It is 2018 and everything that is being built on the cloud has to be a Microservices Architecture. It was not so long ago, one could build one monolithic service, deploy it behind an elastic load balancer and he was set. Once a REST call was received by the service, it can either return a success or a failure based on what happened in the processing of the request.
But that architecture had its limitations and issues that led people to look at microservices architecture. As microservices become commonplace, we are faced with unique challenges that need to be resolved for a microservices based cloud deployment.
Let's look at an example. Let's say we are building a School Management System. A typical school management system would have following modules within the system.
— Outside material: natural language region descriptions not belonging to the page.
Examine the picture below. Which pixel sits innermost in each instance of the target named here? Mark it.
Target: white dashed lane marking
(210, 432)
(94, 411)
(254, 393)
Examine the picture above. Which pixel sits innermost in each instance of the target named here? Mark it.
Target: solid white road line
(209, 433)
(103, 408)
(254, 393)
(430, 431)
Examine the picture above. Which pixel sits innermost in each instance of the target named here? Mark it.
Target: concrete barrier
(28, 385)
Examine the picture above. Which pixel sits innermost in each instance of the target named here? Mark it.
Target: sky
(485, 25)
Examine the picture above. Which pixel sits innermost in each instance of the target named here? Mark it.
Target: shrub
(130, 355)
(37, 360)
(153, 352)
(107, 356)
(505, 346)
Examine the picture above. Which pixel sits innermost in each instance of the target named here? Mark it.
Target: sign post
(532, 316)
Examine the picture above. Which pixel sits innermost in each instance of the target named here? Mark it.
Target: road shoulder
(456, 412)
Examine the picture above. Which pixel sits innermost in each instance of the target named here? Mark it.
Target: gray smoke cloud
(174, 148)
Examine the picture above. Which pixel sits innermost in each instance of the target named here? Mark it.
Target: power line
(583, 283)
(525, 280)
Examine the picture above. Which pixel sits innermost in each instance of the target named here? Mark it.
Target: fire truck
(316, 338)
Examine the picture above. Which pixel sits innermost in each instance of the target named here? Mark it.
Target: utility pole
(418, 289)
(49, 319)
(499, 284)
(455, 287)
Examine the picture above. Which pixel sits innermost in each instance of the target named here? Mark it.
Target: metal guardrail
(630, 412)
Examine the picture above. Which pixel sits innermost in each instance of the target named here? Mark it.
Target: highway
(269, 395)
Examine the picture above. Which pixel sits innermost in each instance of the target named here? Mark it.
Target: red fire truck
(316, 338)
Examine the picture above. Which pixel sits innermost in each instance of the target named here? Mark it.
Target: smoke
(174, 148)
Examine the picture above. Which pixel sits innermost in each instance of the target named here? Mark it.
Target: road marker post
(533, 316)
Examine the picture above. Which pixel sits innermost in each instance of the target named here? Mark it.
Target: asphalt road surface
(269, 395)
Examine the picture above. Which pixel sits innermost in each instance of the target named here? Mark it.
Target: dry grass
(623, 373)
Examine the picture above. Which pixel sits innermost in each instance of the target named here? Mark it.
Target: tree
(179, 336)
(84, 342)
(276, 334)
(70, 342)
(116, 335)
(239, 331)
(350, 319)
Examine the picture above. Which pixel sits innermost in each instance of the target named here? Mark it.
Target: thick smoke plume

Now, Let's take a very simple use case on this system. A parent who has got his child admitted into the school wants to pay the fees and confirm the admission. It would probably look something like below.
Now, let's assume each of the lines in the above picture are separate microservices. When parent tried to confirm the admission by paying the fees, he interacted with Admissions microservice which provided him details of fees that needs to be paid. In turn, Account microservice calls the payment gateway interface and processes the payment.
It is possible that there is a transient error in the call between Accounts and Payment Gateway microservices. The likelihood of such errors across microservices is higher because every call across microservices is a network call. There are two options to handle such situations.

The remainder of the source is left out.